Corée, le calme après l’escalade

Kim Jong-un, classé un peu rapidement dans la catégorie des dirigeants fantasques, a eu l’habileté d’utiliser la « trêve olympique ». Le dictateur nord-coréen, qui se vantait presque de placer le monde au bord de l’abîme atomique avec ses essais balistiques et nucléaires, a tendu la main à son voisin et rival du sud à l’occasion des Jeux d’hiver, qui ont lieu à Pyeongchang en Corée du sud. En quelques jours, Pyongyang et Séoul se sont mises d’accord. Les délégations des deux pays ont défilé ensemble derrière un drapeau de la Corée réunifiée. Une seule équipe féminine de hockey sur glace représente les deux pays.
Kim Jong-un a envoyé au sud sa sœur porteuse d’une invitation pour le président Moon Jae-in. Ce libéral de gauche qui rêve de renouer avec la « politique du rayon de soleil » tentée en vain au début des années 2000 n’a pas refusé. Il demande au dirigeant du Nord de créer les conditions pour une rencontre au sommet.
Car Kim Jong-un ne s’est pas converti au pacifisme du jour au lendemain. Ce n’est pas sans arrière-pensées qu’il a mis de côté son discours belliqueux des derniers mois pour opérer un virage à 180°. Il met une nouvelle tactique au service d’une stratégie immuable : faire de la Corée du Nord une puissance nucléaire capable de faire entendre sa voix vis-à-vis de ses voisins du sud et au-delà de leurs protecteurs américains.
En donnant l’impression de rechercher un rapprochement avec la Corée du Sud, Kim poursuit plusieurs objectifs. Il cherche d’abord à enfoncer un coin entre les dirigeants de Séoul et les Etats-Unis. Certes la sécurité du Sud repose et continuera longtemps à reposer sur la présence de plusieurs dizaines de milliers de soldats américains dans la péninsule. Mais les menaces de Donald Trump de déclencher « le feu et la furie » si le Nord continue sa course aux armements inquiètent les dirigeants comme une grande partie de l’opinion sud-coréenne. La Corée du sud serait la première victime d’un conflit. Son intérêt serait donc de trouver un modus vivendi avec les frères ennemis du nord.

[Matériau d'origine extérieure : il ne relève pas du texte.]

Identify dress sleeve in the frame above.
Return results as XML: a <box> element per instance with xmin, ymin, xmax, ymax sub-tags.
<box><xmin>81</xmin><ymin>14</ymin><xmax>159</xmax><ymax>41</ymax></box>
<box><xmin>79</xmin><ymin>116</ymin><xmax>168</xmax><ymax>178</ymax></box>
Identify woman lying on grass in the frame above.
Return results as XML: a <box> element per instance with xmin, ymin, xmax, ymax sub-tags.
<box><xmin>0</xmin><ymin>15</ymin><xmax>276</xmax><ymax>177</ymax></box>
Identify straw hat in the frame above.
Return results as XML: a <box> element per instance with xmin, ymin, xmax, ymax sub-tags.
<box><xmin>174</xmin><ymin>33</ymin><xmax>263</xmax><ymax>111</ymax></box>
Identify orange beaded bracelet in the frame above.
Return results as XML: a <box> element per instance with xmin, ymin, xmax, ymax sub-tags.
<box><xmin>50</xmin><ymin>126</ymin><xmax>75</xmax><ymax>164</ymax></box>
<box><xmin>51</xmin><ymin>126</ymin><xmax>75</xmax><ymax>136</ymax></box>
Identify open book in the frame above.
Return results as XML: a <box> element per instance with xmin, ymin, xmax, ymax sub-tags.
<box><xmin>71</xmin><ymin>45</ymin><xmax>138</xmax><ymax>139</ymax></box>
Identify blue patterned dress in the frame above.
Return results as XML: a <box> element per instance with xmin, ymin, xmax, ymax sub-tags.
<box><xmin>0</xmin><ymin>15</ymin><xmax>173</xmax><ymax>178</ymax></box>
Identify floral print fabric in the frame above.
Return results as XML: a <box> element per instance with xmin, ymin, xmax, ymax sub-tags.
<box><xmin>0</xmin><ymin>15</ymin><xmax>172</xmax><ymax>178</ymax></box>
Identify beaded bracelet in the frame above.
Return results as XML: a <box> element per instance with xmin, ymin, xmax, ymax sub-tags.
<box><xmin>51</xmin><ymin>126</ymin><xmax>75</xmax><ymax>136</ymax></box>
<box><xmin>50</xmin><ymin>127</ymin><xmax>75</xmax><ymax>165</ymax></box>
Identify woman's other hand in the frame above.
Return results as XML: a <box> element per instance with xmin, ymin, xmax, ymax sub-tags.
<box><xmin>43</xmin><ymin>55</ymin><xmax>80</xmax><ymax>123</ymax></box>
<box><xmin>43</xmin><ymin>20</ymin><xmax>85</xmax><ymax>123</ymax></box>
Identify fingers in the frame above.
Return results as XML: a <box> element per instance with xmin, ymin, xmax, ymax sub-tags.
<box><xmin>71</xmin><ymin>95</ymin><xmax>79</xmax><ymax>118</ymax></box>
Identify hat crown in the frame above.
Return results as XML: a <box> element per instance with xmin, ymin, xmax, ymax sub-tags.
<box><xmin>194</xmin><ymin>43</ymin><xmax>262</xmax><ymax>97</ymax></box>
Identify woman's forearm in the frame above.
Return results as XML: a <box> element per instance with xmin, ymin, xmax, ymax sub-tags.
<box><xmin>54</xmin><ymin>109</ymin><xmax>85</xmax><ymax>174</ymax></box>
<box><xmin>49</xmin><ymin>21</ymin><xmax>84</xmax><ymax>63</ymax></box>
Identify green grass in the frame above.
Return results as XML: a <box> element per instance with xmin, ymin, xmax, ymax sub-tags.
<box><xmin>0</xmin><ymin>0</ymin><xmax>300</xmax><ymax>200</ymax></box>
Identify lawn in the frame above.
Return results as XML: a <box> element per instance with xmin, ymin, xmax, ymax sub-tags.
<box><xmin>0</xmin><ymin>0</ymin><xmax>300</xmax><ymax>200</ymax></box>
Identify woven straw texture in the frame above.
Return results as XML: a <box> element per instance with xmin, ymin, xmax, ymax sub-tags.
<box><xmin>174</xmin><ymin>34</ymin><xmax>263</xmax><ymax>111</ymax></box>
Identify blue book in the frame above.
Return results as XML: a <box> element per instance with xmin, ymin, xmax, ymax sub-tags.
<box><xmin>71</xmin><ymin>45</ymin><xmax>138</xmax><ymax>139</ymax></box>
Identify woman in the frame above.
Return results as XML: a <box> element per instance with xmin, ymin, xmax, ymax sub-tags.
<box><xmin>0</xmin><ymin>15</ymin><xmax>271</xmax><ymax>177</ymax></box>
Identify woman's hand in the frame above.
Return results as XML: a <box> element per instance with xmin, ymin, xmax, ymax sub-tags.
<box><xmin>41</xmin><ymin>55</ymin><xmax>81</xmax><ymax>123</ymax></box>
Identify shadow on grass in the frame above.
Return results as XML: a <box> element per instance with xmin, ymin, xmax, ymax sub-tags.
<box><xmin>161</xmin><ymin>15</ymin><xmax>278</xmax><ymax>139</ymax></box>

Une trêve ne signifie pas pour le régime de Pyongyang une renonciation à son programme nucléaire. Au contraire. Elle lui permet de gagner du temps et de repousser l’éventualité d’une frappe chirurgicale américaine sur ses installations militaires. La Corée du nord a fait la démonstration, en 2017, qu’elle était capable d’envoyer des missiles balistiques à longue portée et de produire une bombe à hydrogène. Les experts discutent sur le point de savoir si elle est en mesure de miniaturiser ses ogives nucléaires et de faire revenir ses missiles dans l’atmosphère. Si ce n’est pas le cas dès maintenant, ce n’est qu’une question de temps.
A plus ou moins court terme, Kim Jong-un aura réussi, non seulement à mettre le dernier régime stalinien de la planète à l’abri de toute velléité de "regime change", mais à se croire en position de forcer une réunification de la Corée. Car contrairement à l’Allemagne communiste pendant la guerre froide, qui cherchait simplement à survivre face au monde capitaliste, la Corée du nord n’a pas renoncé à réunifier à ses conditions la péninsule divisée.
Sans entretenir des illusions sur les véritables intentions de Pyongyang, il serait habile d’utiliser cette petite ouverture pour tester Kim Jong-un. La diplomatie américaine est en première ligne, malgré les foucades de Donald Trump. Un dialogue, même embryonnaire, sera peut-être exploité par la Corée du nord comme un succès de sa politique. L’issue d’un affrontement et ses conséquences seraient catastrophiques.